- Racing silks of Derrick Smith
- Sire: Pour Moi
- Grandsire: Montjeu
- Dam: Ysoldina
- Damsire: Kendor
- Sex: Colt
- Foaled: 17 March 2014
- Country: France
- Colour: Bay
- Breeder: Mme Aliette Forien & Mr Gilles Forien
- Owner: Michael Tabor, Derrick Smith & Sue Magnier
- Trainer: Aidan O'Brien
- Record: 7: 2-1-1
- Earnings: £1,075,441

Major wins
- Epsom Derby (2017)

= Wings of Eagles (horse) =

French-bred Thoroughbred racehorse

Wings of Eagles (foaled 17 March 2014) is a French-bred, Irish-trained Thoroughbred racehorse. He is best known for his victory in the 2017 Epsom Derby at odds of 40–1, having never previously won a stakes race.
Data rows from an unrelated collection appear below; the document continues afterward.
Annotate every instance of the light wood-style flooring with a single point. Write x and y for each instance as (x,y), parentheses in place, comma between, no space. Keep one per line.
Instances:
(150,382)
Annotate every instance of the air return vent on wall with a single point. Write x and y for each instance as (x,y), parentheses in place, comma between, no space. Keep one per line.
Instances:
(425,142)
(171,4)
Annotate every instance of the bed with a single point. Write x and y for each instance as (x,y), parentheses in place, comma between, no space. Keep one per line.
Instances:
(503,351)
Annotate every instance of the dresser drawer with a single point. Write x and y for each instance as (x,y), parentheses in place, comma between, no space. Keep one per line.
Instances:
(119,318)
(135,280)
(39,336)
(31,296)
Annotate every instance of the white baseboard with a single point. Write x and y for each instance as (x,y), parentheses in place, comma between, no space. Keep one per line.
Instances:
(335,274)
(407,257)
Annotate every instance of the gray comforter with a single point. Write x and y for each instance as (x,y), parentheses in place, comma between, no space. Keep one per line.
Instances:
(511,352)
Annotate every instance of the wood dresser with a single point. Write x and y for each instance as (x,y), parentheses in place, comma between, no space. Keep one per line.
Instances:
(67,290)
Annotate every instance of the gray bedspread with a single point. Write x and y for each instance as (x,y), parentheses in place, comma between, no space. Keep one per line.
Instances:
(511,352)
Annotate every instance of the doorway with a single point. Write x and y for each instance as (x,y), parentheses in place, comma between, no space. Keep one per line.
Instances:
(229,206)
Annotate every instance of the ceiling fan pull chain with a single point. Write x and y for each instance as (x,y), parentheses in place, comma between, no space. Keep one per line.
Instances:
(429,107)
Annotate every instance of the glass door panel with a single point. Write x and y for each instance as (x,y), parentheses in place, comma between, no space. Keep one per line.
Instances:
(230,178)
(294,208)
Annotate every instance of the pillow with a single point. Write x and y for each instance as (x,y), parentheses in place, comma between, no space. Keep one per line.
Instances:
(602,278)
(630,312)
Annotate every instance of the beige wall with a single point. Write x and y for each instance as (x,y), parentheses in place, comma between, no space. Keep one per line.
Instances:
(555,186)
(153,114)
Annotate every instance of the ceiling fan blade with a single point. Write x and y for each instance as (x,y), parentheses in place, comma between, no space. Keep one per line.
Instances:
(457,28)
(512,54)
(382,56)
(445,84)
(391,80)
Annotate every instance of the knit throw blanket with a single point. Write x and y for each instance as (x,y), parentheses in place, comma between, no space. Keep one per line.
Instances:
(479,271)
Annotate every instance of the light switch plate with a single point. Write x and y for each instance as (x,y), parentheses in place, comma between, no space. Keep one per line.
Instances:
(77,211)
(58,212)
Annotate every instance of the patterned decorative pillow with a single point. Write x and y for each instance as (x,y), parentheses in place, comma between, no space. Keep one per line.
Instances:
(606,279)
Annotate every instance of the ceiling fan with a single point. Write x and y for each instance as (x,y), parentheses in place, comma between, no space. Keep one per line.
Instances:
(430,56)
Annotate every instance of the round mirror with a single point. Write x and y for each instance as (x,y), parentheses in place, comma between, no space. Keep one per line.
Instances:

He sustained a career-ending injury when finishing third in the Irish Derby on his only subsequent appearance.

== Background ==
Wings of Eagles is a dark-coated bay colt with a large white star bred in France by Aliette and Gilles Forien. He is from the second crop of the Irish-bred stallion Pour Moi, who won the 2011 Epsom Derby as well as the Group 2 Prix Greffulhe the same year. Pour Moi entered stud at Coolmore Stud in Ireland in 2012 and shuttled intermittently to Windsor Park Stud in New Zealand. For the 2017 breeding season, he was moved to Grange Stud as a Coolmore National Hunt stallion. Pour Moi's other notable runners include Australian Group 1 winner Sacred Elixir and Irish Group 3 winner Only Mine.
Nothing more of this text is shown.